MIT Open Learning launches Center for Advanced Virtuality
The new center will explore how MIT can use virtual reality and artificial intelligence and other technologies to better serve human needs.
 

“Such technologies, ranging from Virtual Reality (VR) to Mixed Reality (MR) and beyond, all use computing to construct imaginative experiences atop our physical world. We endeavor to design and understand how these systems impact how we now communicate, express, learn, play, and work.”

D. Fox Harrell, professor of digital media and artificial intelligence in CMS and CSAIL


 

Virtual reality (VR) technologies are having a growing impact on people's everyday lives. Sanjay Sarma, vice president for open learning, and D. Fox Harrell, professor of digital media and artificial intelligence in the Comparative Media Studies Program and the Computer Science and Artificial Intelligence Laboratory, have combined their efforts to launch MIT Open Learning’s new initiative, the MIT Center for Advanced Virtuality. The new initiative will help determine how MIT can use a group of technologies including virtual and mixed reality (collectively called extended reality or XR) to better serve human needs through artful innovation of virtual experiences, on-campus and beyond.

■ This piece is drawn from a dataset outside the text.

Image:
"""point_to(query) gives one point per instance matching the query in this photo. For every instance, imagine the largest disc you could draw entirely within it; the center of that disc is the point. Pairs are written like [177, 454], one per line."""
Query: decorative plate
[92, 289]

Harrell’s research explores the relationship between imagination and computation and involves developing new forms of computational narrative, gaming, social media, and related digital media based in computer science, cognitive science, and digital media arts. Harrell announced the creation of the center, which he will direct, in his remarks at this month’s  “Human-Computer Interaction Salon and Mixer,” as part of the Computational Cultures Initiative, sponsored by the School of Humanities, Arts, and Social Sciences.